= Camp Happy (Philadelphia, Pennsylvania) =

Summer camp in Pennsylvania, United States

Camp Happy was a summer camp designed to provide healthy nutrition and fresh air for the underprivileged children of Philadelphia. It was located on a large tract of land near the Delaware River, in Torresdale, Northeast Philadelphia.

==Origin of the idea==
Conceived as an outgrowth of Jane Addams ideas about helping the poor, especially children, to receive food and healthcare. In the wake of the Influenza epidemic of 1918, the city of Philadelphia, Pennsylvania, authorized, in 1919, a Department of Recreation, with special provisions for establishing a children’s summer camp called Camp Happy.

==Site and facilities==

In 1920, a plot of land was located on a large tract of land near the Delaware River, at the southwest corner of Linden and Torresdale Avenue, in Northeast Philadelphia, this was to be the location of Camp Happy, a camp designed to provide healthy nutrition and fresh air for the underprivileged children of Philadelphia.

The camp had an infirmary, a meeting hall, where movies were shown, a dining hall and separate swimming pools for girls and boys.

The children's street clothes were taken on arrival and stored in the attic of a barn, subsequently, they were issued uniforms, boys were issued canvas shorts and shirts, girls were issued pajama type jumpsuits with back flaps.
Separate communal showers for boys and girls, hands were washed and teeth brushed in a communal porcelain water trough on the outside of the shower house. The stay was originally three weeks.

==Life in the camp==
Initially, the population of the camp was multi-ethnic and multi-racial, by the time of its closing in 1951, it was homogeneous.

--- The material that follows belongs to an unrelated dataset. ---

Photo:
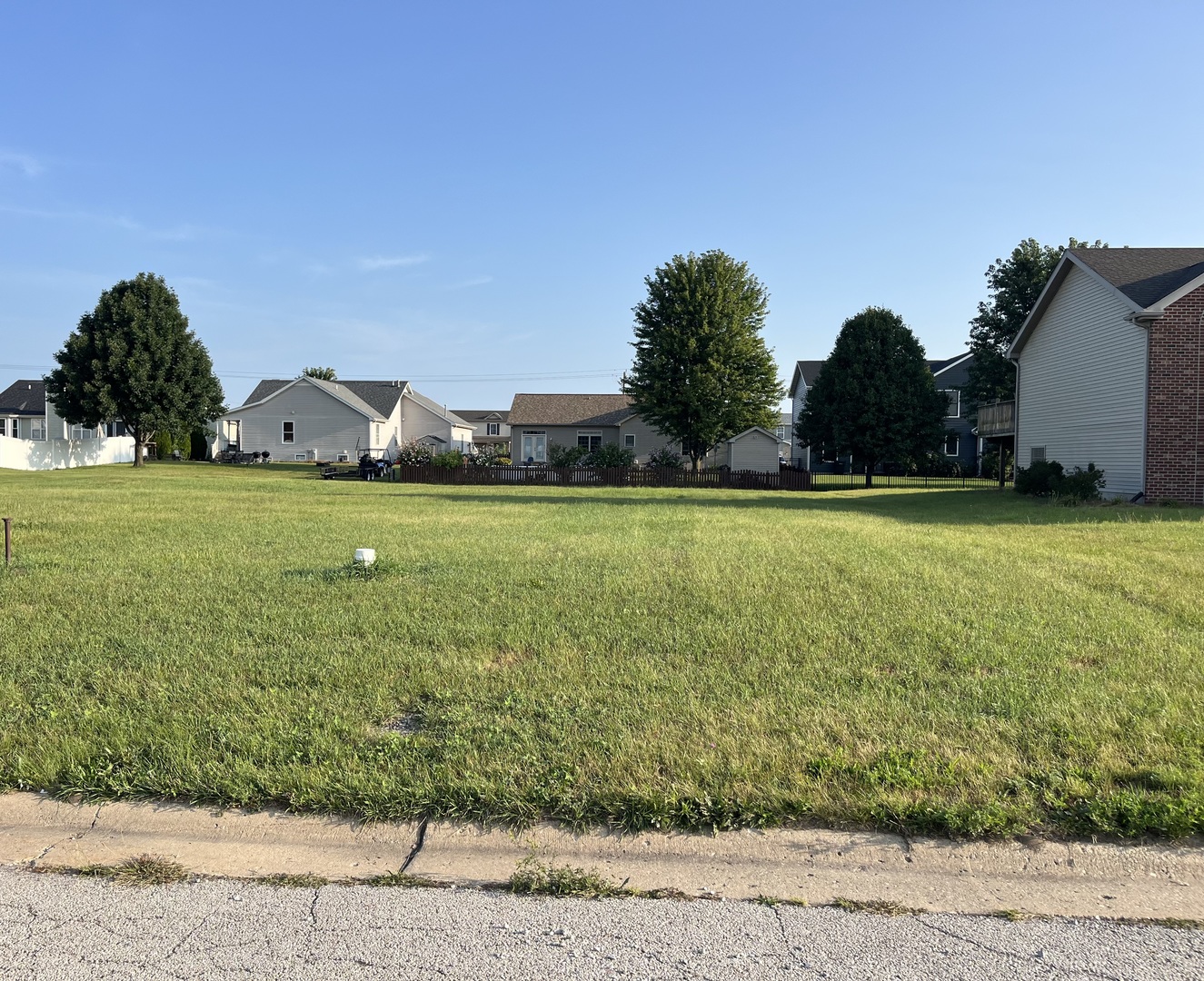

The daily regimen was militarized, standing in formation saluting the flag. The children slept on canvas cots under wool blankets in barracks that were compared to Nazi Stormtrooper barracks.

Each morning, the blankets were folded, the cots are taken outside and hosed down. The counselors and one was assigned to each barracks, were teens who exercised virtually unsupervised control and exercised discipline (often arbitrary and demeaning) over the children.

The occupants of each cabin were marched single file to the communal bathhouse to brush their teeth, then marched to the parade ground to line up and salute the flag. Then marched to the dining hall, for breakfast. Saying grace collectively, they sat down to eat breakfast that most enjoyed as it was better than they had at home.

The day followed with planned activities, which might include the swimming pool and movies.

In the early years of the camp, in the 1920s, the interaction and care by the counselors were educational and nurturing, but that deteriorated over time until by the 1950s the children felt they were prisoners, a feeling reinforced by having to wear uniforms. There were even escape attempts. Many campers felt more like prisoners and called it Camp Sad

==Post-war development and the end of Camp Happy==
After World War II there was a spurt of economic growth, increased development in Torresdale, drove up demand for real estate, so in 1952 the camp was relocated to the Pocono Mountains. When the land was bought from Girard College for $25,000 and the camp was renamed, Camp William Penn. Its demise was facilitated by both the demand for land by developers and the bad press afforded it by the Philadelphia Daily News.